We hear a lot about how donor advised funds are growing in popularity and democratizing philanthropy. And we know each other because you use ImpactAssets’ offering, the Giving Fund. How has it played a role in your impact investing?

The Giving Fund is the vehicle through which we do our philanthropic grant making and our concessionary investing. We want to spend time finding great organizations and companies to support without devoting a lot of time on the complexities of philanthropic administration. There’s really a great range of tools that impact investors use these days — from debt to equity, recoverable grants, C4 strategies — and ImpactAssets knows how to help us implement them.

In addition, the organization plays an important role in the impact investing ecosystem. Clients of ImpactAssets are among the most active impact investors in the world. It’s an innovative and risk-taking community and you can see that in the number of deals that are done and the kinds of funds that are on the platform. It’s inspiring to be a part of it.

Can you tell us about one of your favorite impact investments that you made through the Giving Fund?

One example is our support of PRIME Coalition, an intermediary that facilitates very early-stage investments into game-changing climate-change companies. They find companies, vet them, and structure early-stage investments into them. We’ve supported PRIME through an operating grant as well as providing funding that PRIME used to place equity into another venture. And we’ve also supported them by directly investing convertible debt into RedWave, a company that is developing technology to convert waste heat into renewable electricity.

Millennials are enthusiastic but often inexperienced when it comes to impact investing. What’s the most important lesson you have learned as a pioneering impact investor that you can pass along to your fellow millennials?

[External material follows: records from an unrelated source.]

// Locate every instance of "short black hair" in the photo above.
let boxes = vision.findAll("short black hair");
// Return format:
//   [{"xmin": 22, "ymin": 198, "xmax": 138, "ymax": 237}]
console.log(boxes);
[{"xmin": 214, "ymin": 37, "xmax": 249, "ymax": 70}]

I’ve learned that you can’t expect that impact investing is going to be faster, easier or cheaper than traditional investing. It’s more complicated, idiosyncratic and rigorous. And that’s okay. If it were easy, everybody would have already done it. You have to put time and energy and effort into impact investing, but it’s where the most exciting conversations are happening. And I think millennials know that.

It’s also important for millennial investors to just get started with something and learn as they go. Don’t try to find perfection in one single investment or in one single fund. Don’t try to look for a website that rates every company perfectly and makes impact investing just a click away. Start small, piggyback off of investors that you think are smart, and learn that way.

If you could deliver one message to investors of any age, what would that message be?

I would appeal to investors to take more responsibility for the total impact of their investments. If an investment has a negative impact socially or environmentally, somebody is going to have to clean up that mess. If not you today, then your grandchildren tomorrow.

Get into the mindset of long-termism because a thoughtful and rigorous consideration of the environmental and social impact of your investments in the long run is just more informed investing.

And if you believe that a better understanding of risk is smart in the long term, then you’re more than halfway to being an impact investor.